Component/Integration Tests
In a unit test you often have only very simple “arrange, act, assert” needs, but as you move up the testing pyramid into component and integration tests you usually have a little more setup, more scenarios and more state or actions to assert. Consequently it can be beneficial to add more levels of nested classes to group common scenarios together (the “when xxx”), and at the same time also split the asserts out into separately named methods (the “then xxx”) to make it clearer what the assertion is telling you.
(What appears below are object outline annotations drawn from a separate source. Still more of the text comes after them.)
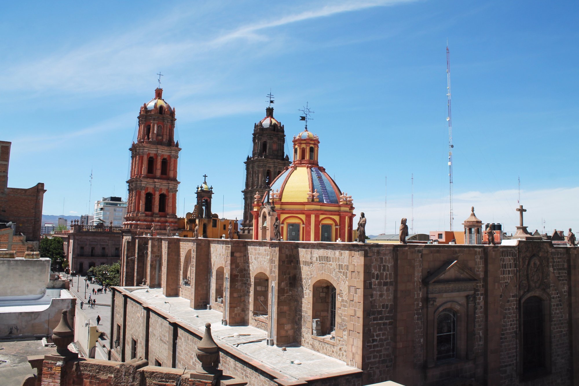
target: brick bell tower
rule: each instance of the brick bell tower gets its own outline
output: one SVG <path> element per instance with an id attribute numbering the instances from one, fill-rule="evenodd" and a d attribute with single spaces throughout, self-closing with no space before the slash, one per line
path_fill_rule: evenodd
<path id="1" fill-rule="evenodd" d="M 285 134 L 284 126 L 273 118 L 273 96 L 265 118 L 254 125 L 253 151 L 247 156 L 245 164 L 245 188 L 243 193 L 243 221 L 240 238 L 252 238 L 252 205 L 255 194 L 263 195 L 272 181 L 290 165 L 290 157 L 285 154 Z"/>
<path id="2" fill-rule="evenodd" d="M 138 134 L 131 151 L 128 207 L 123 225 L 139 234 L 177 228 L 177 159 L 175 108 L 163 99 L 163 89 L 141 107 Z"/>

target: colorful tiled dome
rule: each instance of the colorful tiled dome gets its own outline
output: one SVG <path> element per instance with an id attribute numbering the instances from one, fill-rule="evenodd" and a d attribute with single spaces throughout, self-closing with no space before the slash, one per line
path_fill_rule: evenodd
<path id="1" fill-rule="evenodd" d="M 317 191 L 320 202 L 339 203 L 340 188 L 323 167 L 292 165 L 274 180 L 271 188 L 284 202 L 305 202 L 309 193 Z"/>

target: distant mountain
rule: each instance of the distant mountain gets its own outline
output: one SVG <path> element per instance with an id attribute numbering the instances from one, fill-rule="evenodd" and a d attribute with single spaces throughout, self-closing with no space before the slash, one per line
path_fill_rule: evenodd
<path id="1" fill-rule="evenodd" d="M 71 220 L 80 220 L 80 216 L 54 216 L 53 214 L 43 214 L 42 215 L 42 225 L 44 226 L 45 223 L 54 223 L 55 224 L 58 222 L 58 217 L 61 217 L 63 219 L 66 219 L 68 220 L 68 224 L 70 224 Z"/>

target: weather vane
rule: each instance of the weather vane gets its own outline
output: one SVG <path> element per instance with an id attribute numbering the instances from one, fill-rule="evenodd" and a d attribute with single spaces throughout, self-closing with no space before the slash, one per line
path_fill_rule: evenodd
<path id="1" fill-rule="evenodd" d="M 298 111 L 301 111 L 303 114 L 303 115 L 299 116 L 299 120 L 306 121 L 306 130 L 307 130 L 307 121 L 313 121 L 314 119 L 314 118 L 310 116 L 310 115 L 314 114 L 315 111 L 313 111 L 310 110 L 307 104 L 307 102 L 306 102 L 306 105 L 304 106 L 303 109 L 302 110 L 298 109 Z"/>
<path id="2" fill-rule="evenodd" d="M 273 95 L 272 94 L 272 89 L 269 89 L 269 93 L 266 95 L 267 97 L 268 100 L 265 101 L 266 102 L 269 102 L 269 107 L 272 107 L 272 104 L 273 103 Z"/>

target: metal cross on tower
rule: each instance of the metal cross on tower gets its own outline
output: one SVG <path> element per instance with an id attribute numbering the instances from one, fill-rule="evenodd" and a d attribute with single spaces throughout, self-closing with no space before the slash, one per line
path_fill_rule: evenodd
<path id="1" fill-rule="evenodd" d="M 303 115 L 299 116 L 299 120 L 306 121 L 306 130 L 307 130 L 307 121 L 313 121 L 314 119 L 314 118 L 311 118 L 310 116 L 310 115 L 313 114 L 314 112 L 315 112 L 315 111 L 313 111 L 312 110 L 310 110 L 309 107 L 308 106 L 307 104 L 307 102 L 306 102 L 306 105 L 304 106 L 303 109 L 301 110 L 298 109 L 298 111 L 301 111 L 302 113 L 303 114 Z"/>
<path id="2" fill-rule="evenodd" d="M 267 100 L 266 102 L 269 102 L 269 107 L 272 107 L 272 104 L 273 103 L 273 95 L 272 94 L 272 89 L 269 89 L 269 93 L 266 95 L 267 97 Z"/>

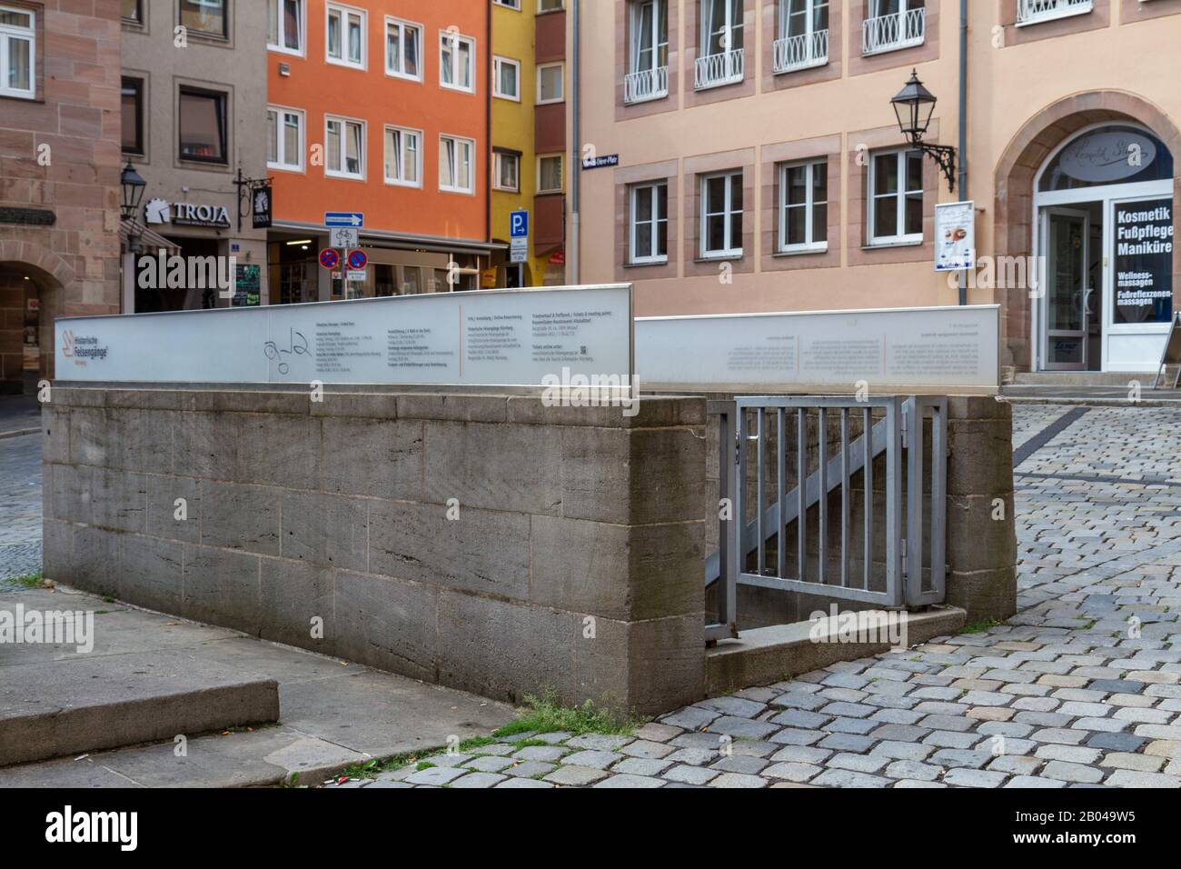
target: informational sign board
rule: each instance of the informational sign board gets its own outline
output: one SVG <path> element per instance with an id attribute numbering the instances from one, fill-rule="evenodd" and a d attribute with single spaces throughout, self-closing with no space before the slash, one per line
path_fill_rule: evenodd
<path id="1" fill-rule="evenodd" d="M 1173 319 L 1173 200 L 1115 206 L 1115 323 Z"/>
<path id="2" fill-rule="evenodd" d="M 235 307 L 257 307 L 261 301 L 259 293 L 260 273 L 261 270 L 259 266 L 237 266 L 231 305 Z"/>
<path id="3" fill-rule="evenodd" d="M 999 362 L 999 305 L 635 320 L 645 389 L 991 393 Z"/>
<path id="4" fill-rule="evenodd" d="M 64 317 L 63 381 L 543 385 L 633 374 L 629 284 Z"/>
<path id="5" fill-rule="evenodd" d="M 976 267 L 976 202 L 935 206 L 935 271 Z"/>
<path id="6" fill-rule="evenodd" d="M 347 251 L 352 247 L 357 247 L 359 241 L 360 234 L 355 229 L 347 227 L 331 227 L 328 229 L 328 244 L 332 247 Z"/>

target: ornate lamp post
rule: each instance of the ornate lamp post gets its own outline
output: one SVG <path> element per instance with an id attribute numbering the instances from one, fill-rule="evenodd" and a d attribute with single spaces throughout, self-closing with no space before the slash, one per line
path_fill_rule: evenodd
<path id="1" fill-rule="evenodd" d="M 922 141 L 935 111 L 935 95 L 922 86 L 916 71 L 911 70 L 911 80 L 889 100 L 898 116 L 898 127 L 911 147 L 922 151 L 942 169 L 947 189 L 955 192 L 955 149 L 951 145 L 933 145 Z"/>

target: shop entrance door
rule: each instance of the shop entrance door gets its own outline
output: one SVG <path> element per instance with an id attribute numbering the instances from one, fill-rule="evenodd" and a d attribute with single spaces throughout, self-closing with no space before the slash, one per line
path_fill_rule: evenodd
<path id="1" fill-rule="evenodd" d="M 1042 212 L 1042 286 L 1045 287 L 1045 368 L 1085 371 L 1088 337 L 1088 246 L 1090 216 L 1072 208 Z"/>

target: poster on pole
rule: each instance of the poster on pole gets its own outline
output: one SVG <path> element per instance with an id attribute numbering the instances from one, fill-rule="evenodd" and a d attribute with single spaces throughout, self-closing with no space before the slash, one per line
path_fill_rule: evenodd
<path id="1" fill-rule="evenodd" d="M 935 271 L 976 268 L 976 202 L 935 206 Z"/>

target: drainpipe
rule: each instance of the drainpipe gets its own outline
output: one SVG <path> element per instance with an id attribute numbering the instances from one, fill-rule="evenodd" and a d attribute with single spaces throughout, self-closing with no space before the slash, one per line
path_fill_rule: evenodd
<path id="1" fill-rule="evenodd" d="M 960 105 L 959 105 L 959 189 L 967 200 L 967 0 L 960 0 Z M 973 219 L 976 215 L 973 215 Z M 960 304 L 967 304 L 967 272 L 960 272 Z"/>
<path id="2" fill-rule="evenodd" d="M 572 195 L 570 195 L 570 234 L 567 239 L 567 251 L 566 261 L 569 265 L 569 274 L 567 274 L 568 284 L 579 283 L 579 248 L 581 247 L 581 232 L 580 232 L 580 219 L 579 219 L 579 207 L 581 205 L 581 186 L 582 186 L 582 151 L 579 144 L 581 140 L 581 125 L 579 123 L 579 115 L 581 111 L 581 105 L 579 100 L 579 83 L 580 83 L 580 44 L 582 41 L 580 33 L 580 15 L 579 15 L 579 0 L 573 0 L 570 7 L 570 14 L 574 15 L 574 53 L 570 59 L 570 66 L 573 72 L 570 73 L 572 82 L 572 104 L 570 111 L 573 112 L 573 129 L 570 142 L 570 181 L 572 181 Z"/>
public class ConnectionPoolTests
{
// Setup
. . .
public class when_a_connection_is_acquired_
{
[Test]
public void then_the_returned_connection_is_open()
{ }
[Test]
public void then_the_connections_in_use_count_is_incremented()
{ }
}
}
While in a Cucumber test you would start with a “then”, and the remaining asserts would begin with “and”, that doesn’t really work when an arbitrary test fails, however you might find it makes reading the test’s source code easier instead.
Setup == Given
In an NUnit test you have the SetUp and TearDown helper functions that execute around the test method. The SetUp helper is akin to the “Given” in a Cucumber style test and so you can name it something more imaginative than just “SetUp”. It doesn’t make an arbitrary failing test any easier to diagnose but it does allow you to document the test setup better:
public class WebProxyTests
{
[SetUp]
public void given_a_proxy_to_the_remote_service_
{ }
public class when_I_make_a_valid_request_
{
[Test]
public void then_I_receive_a_successful_response_code
{ }
[Test]
public void then_the_body_contains_the_data
{ }
}
}
Performance
One consideration you need to bear in mind is that structuring your tests this way makes the “arrange” and “act” aspects get executed more frequently because each test case is only asserting part of the outcome. If either of these steps are lengthy it can drag out the overall test suite run time which is probably undesirable.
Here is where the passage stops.